Ähnlich wie der optisch weniger wertig erscheinende Zombie Nightmare hat Trick or Treat an Problemen zu knabbern, die viele Modefilme zu bewältigen haben. Er ist für Teenager einer bestimmten Zeit gedreht worden, die sich nun als Erwachsene nur bedingt für das Produkt begeistern können, so sich denn nicht mit einer gewissen Nostalgie zurückblicken können. Als Guilty Pleasure dürfte sich der Film schwer tun, sein Publikum aus nicht musikalisch vorbelasteten Zuschauern zu gewinnen, bei denen die Hairspray-Note unter Ablehnungsverhalten zu Trashvorwürfen avancieren würde. Doch vielleicht liegt genau hier der viel zitierte Hund begraben. Trick or Treat ist einerseits ein recht guter Film, zu gut, um bedeutend auf unfreiwillig komischer Ebene zu funktionieren, andererseits hindern die oben angeführten Punkte daran, daß der Film mehr als nur plätschernde Unterhaltung für die Freunde dieser Rockära bieten kann.
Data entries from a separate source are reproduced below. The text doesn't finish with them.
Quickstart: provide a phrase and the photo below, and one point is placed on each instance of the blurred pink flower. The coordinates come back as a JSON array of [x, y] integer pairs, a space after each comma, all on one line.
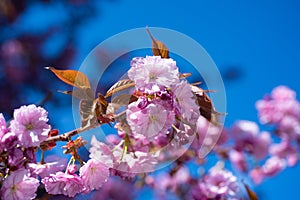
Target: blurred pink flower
[[218, 182], [153, 70], [248, 139], [281, 103], [63, 183], [238, 159], [285, 150], [19, 185], [116, 188], [93, 174], [283, 93], [133, 163], [30, 125], [272, 166]]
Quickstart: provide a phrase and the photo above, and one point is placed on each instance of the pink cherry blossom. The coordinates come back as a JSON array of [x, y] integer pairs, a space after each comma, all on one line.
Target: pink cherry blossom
[[94, 174], [153, 70], [101, 152], [19, 185], [281, 103], [186, 103], [272, 166], [247, 138], [149, 121], [238, 159], [131, 163], [63, 183], [218, 182], [52, 165], [285, 150], [30, 125]]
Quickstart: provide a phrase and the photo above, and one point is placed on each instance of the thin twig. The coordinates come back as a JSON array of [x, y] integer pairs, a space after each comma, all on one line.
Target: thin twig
[[66, 136]]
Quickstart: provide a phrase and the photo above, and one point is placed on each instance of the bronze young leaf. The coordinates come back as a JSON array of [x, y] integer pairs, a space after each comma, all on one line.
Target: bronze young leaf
[[207, 109], [92, 111], [119, 86], [72, 77], [158, 48]]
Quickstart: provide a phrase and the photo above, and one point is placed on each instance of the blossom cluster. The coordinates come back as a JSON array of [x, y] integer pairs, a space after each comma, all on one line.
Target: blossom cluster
[[160, 119]]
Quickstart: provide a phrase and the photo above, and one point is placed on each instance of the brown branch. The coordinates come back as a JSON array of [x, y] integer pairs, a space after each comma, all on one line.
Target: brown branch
[[65, 136]]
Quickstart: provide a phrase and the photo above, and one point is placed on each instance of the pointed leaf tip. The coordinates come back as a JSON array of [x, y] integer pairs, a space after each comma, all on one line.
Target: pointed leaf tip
[[72, 77]]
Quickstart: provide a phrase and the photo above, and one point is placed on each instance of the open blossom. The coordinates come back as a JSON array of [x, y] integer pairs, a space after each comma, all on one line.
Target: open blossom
[[153, 70], [186, 103], [30, 125], [130, 164], [19, 185], [63, 183], [149, 121], [94, 174], [99, 151]]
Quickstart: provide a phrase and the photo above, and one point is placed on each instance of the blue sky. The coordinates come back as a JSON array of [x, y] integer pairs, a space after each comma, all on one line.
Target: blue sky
[[258, 38]]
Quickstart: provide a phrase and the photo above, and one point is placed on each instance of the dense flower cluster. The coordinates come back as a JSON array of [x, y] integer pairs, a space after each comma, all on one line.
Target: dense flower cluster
[[161, 118], [162, 97], [26, 131]]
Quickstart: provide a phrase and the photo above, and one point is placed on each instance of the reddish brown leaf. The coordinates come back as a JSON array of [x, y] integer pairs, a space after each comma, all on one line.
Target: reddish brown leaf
[[72, 77], [119, 86], [158, 48], [80, 93]]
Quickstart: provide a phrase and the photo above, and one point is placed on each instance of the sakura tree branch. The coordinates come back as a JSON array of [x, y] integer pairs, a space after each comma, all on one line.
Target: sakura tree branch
[[66, 136]]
Ich will nicht behaupten, daß ausgerechnet drastischere Effekte und ein bisschen mehr als nur verhalten angedeutete Erotik den Film aufgewertet hätten, doch irgendwas fehlt hier zum durchschlagenden Erfolg, was das Drehbuch offensichtlich nicht hergeben konnte. Spannung, vielleicht knackigeres Timing, oder einfach eine Fülle gut funktionierender Gags. Man könnte meinen, es habe sich mal wieder jemand zu sehr auf die Prominenz verlassen, wegen denen der Fan auch wirklich mal einen Blick riskieren sollte. Marc Price, der in Jede Menge Familie auch als Sonderling aufgetreten ist, ist übrigens auch im beknackten, aber deutlich besser funktionierenden Little Devils - Die Geburt des Grauens zu sehen. Trotz marginaler Verwandschaft mit dem zu bevorzugenden Shocker möchte ich hier lieber noch auf Slumber Party Massacre II als Alternative hinweisen, eine insgesamt schrillere Roger Corman Produktion, bei der die Gitarre noch etwas gefährlicher ausfällt, als in Trick or Treat.